Roy Lichtenstein

Atom Burst (Atomexplosion)

Lichtenstein Atom Burst Modern Art Museum Of Fort Worth 1500
  • Roy Lichtenstein
  • Atom Burst (Atomexplosion)
  • 1965
  • Acryl auf Holztafel
  • 61 x 61 cm
  • Collection of the Modern Art Museum of Fort Worth, The Benjamin J. Tillar Memorial Trust © VG Bild-Kunst, Bonn 2016. Photo: Kevin Todora

Als eine der zentralen Gestalten für die Entwicklung der Pop-Art in Amerika verzichtete Roy Lichtenstein auf sämtliche Spuren konventioneller malerischer Zeichen zugunsten von Werken, die das entpersönlichte, mechanische Erscheinungsbild ihrer massenmedialen Quellen übernahmen. Lichtenstein eignete sich Bilder aus populären Comicserien an, insbesondere solche, die kitschige Liebes- und heroische Kriegsgeschichten zum Gegenstand hatten, und reproduzierte diese isolierten, narrativen Fragmente im monumentalen Maßstab der Historienmalerei. Obwohl die Werke tatsächlich von Hand ausgeführt wurden und der Künstler charakteristischerweise die Kompositionen der ursprünglichen Einzelbilder einer Geschichte änderte, erzeugten diese Gemälde den ebenso skandalösen wie falschen Eindruck, er habe einfach nur kommerzielle Motive auf die Leinwand übertragen und so den Unterschied zwischen Hoch- und Trivialkultur aufgehoben.

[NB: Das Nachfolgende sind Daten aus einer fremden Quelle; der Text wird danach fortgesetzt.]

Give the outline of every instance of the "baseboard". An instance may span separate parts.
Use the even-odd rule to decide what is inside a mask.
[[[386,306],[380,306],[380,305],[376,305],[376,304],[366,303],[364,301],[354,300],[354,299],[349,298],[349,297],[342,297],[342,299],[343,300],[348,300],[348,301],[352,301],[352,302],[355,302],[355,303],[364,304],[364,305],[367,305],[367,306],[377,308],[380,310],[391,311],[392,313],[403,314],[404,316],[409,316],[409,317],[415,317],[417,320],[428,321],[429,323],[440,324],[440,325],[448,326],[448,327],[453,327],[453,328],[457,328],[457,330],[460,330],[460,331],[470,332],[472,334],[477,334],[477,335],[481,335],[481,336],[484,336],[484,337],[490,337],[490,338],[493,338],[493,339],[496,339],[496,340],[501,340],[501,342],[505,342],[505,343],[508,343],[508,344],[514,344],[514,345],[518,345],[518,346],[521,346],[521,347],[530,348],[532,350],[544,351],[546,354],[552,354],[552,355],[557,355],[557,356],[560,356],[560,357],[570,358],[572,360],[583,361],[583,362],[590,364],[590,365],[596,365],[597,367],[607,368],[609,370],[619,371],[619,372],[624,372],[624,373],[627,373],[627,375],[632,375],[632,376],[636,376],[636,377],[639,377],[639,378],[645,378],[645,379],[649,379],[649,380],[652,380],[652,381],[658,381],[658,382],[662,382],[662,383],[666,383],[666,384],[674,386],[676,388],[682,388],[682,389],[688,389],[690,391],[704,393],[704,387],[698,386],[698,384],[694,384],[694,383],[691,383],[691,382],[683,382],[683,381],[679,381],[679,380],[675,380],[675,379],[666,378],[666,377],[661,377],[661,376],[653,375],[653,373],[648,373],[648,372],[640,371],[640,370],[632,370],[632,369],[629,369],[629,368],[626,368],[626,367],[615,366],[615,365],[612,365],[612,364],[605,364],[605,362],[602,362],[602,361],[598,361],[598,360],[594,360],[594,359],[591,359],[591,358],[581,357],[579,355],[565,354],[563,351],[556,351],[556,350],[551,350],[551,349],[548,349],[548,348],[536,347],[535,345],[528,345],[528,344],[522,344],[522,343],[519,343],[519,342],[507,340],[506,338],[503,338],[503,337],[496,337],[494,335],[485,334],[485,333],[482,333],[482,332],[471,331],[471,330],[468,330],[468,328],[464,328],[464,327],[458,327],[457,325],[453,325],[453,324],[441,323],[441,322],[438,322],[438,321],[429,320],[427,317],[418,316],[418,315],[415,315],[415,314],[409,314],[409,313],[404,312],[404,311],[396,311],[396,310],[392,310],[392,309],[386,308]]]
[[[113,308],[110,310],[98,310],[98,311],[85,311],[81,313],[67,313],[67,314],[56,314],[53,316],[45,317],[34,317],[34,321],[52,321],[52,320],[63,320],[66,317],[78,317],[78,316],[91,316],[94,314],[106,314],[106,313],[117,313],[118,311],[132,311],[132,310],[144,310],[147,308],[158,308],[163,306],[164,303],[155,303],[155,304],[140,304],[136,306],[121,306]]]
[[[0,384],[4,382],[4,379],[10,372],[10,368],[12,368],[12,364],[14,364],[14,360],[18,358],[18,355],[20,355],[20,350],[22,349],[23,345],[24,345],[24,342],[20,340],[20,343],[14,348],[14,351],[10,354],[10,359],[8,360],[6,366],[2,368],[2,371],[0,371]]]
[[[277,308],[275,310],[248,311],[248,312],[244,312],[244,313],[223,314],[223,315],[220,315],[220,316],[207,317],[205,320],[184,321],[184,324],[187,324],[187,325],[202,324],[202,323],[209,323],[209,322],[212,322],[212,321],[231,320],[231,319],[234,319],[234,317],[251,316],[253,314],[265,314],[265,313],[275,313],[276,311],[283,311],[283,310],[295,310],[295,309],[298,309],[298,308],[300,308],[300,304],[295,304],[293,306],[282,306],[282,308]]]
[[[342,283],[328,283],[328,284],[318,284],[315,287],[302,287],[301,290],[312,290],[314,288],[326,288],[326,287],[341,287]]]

Mitte der 1960er-Jahre erweiterte Lichtenstein seine Themenpalette und beschränkte sich bei der Auswahl seiner Motive nicht mehr nur auf Comichefte, sondern bezog auch eine Reihe anderer kommerzieller und massenmedialer Bildquellen mit ein, obwohl er sich auch weiterhin an den ästhetischen Codes billiger Druckerzeugnisse orientierte, wie dies Atom Burst (1965) zeigt: dicke schwarze Umrisslinien, matte Farben und Schablonenmuster, die das niedrigauflösende Benday-Dots-Druckverfahren nachahmen. Lichtenstein schildert den emporsteigenden Atompilz als comicartige Explosion, bedient sich also der Bildsprache der populären Unterhaltungsindustrie, um ein zur Ikone gewordenes Sinnbild von Tod und Zerstörung darzustellen. Das Bild des Atompilzes ist sofort zu erkennen und zugleich vollkommen unspezifisch, da es weniger als Emblem der Tragödie der Menschheit denn als weitverbreitete Bildtrope präsentiert wird.

Rachel Wetzler

Biografie von Roy Lichtenstein

  • Geboren 1923 in New York, New York, Vereinigte Staaten
  • Gestorben 1997 in New York, New York, Vereinigte Staaten

Roy Lichtenstein war einer der ersten Pop-Art-Künstler und ist einer der bekanntesten. 1940 besuchte er Kurse an der Art Students League in New York. Nach dem Abschluss der Highschool schrieb er sich an der Ohio State University ein, unterbrach sein Studium jedoch, um im Zweiten Weltkrieg Militärdienst zu leisten. 

1945 machte er seinen Bachelor-, vier Jahre später seinen Masterabschluss. Anschließend arbeitete er als Dozent an der Hochschule und begann seriell zu arbeiten. Als Inspirationsquelle dienten ihm unter anderem gedruckte Vorlagen. 1951 hatte er seine erste Einzelausstellung in der Carlebach Gallery in New York. 1960 begann er mit Sujets und Bildern aus den Massenmedien zu arbeiten und entwickelte seinen charakteristischen Stil, indem er mit von Hand aufgetragenen Punktrastern das industrielle Rasterdruckverfahren simulierte. 

Lichtenstein gehörte zu der ersten Gruppe von Pop-Art-Künstlern, die 1962 an einer viel beachteten Ausstellung in der New Yorker Leo Castelli Gallery teilnahmen. Ende der 1960er-Jahre zeigten das Pasadena Art Museum, das Stedelijk Museum in Amsterdam und das Solomon R. Guggenheim Museum in New York erste Retrospektiven seines Werks. Lichtensteins Œuvre umfasst mehr als 5 000 Gemälde, Drucke, Zeichnungen, Skulpturen und Wandgemälde.